I founded Class Matters Inc. because I grew up understanding how poverty shrinks your choices. In under-resourced communities, success often looks like what you see every day like athletes on TV, artists or musicians chasing rare odds, teachers stretched thin, or the street economy that feels close and convenient, like the gas station or corner store. No one talks about other possibilities because no one ever showed them.

I saw brilliant students across Oklahoma facing the same limits, not because they lacked talent or effort, but because they lacked access. Too often, students are expected to succeed without being given the tools, exposure, or support to do so. I couldn’t accept that a child’s zip code, their parents’ income, or educational background should decide their future.

That realization pushed me to act. I partnered with the Guaranteed 4.0 Learning System to teach students how to learn, replacing confusion with confidence. I partnered with Youth Medical Mentorship because exposure changes everything. When young people see professionals who look like them and share similar backgrounds, “impossible” becomes “I’m possible.”

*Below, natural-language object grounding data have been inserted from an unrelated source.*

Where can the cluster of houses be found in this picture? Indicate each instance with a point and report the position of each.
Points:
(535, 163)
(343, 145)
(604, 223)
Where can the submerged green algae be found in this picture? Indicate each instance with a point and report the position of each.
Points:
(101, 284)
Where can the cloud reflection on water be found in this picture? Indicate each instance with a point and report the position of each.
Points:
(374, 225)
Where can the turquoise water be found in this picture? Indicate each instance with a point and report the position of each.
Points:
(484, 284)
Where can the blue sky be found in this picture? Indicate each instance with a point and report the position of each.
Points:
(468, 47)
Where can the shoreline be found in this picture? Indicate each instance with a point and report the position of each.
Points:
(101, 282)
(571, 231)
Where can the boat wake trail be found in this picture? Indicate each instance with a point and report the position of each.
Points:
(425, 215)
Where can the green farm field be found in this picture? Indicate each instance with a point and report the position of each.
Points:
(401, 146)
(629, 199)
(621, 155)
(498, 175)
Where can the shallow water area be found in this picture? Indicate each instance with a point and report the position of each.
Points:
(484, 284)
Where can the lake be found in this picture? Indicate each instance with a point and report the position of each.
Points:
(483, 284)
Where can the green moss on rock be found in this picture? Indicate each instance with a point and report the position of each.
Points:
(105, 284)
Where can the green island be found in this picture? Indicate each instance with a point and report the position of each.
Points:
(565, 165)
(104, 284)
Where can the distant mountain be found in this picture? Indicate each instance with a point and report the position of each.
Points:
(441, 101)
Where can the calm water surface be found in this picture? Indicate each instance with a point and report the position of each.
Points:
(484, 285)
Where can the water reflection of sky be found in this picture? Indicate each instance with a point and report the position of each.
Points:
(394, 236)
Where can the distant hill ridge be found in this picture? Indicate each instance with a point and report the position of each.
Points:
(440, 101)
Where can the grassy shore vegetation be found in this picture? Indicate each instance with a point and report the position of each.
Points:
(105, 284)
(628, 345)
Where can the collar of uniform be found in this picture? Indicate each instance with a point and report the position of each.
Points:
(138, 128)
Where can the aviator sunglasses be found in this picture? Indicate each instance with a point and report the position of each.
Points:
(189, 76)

I’m inspired by students labeled “behind” when they were simply under-supported, and by families doing everything they can with limited resources. This work is personal, I’ve lived the gaps I’m now working to close.

Class Matters Inc. redefines leadership for me. Leadership means showing up, even when it’s hard, and making sure young people have examples. To me, being American means believing in opportunity, community, responsibility, and perseverance, and stepping up when systems fall short so the next generation sees more than survival, but possibility.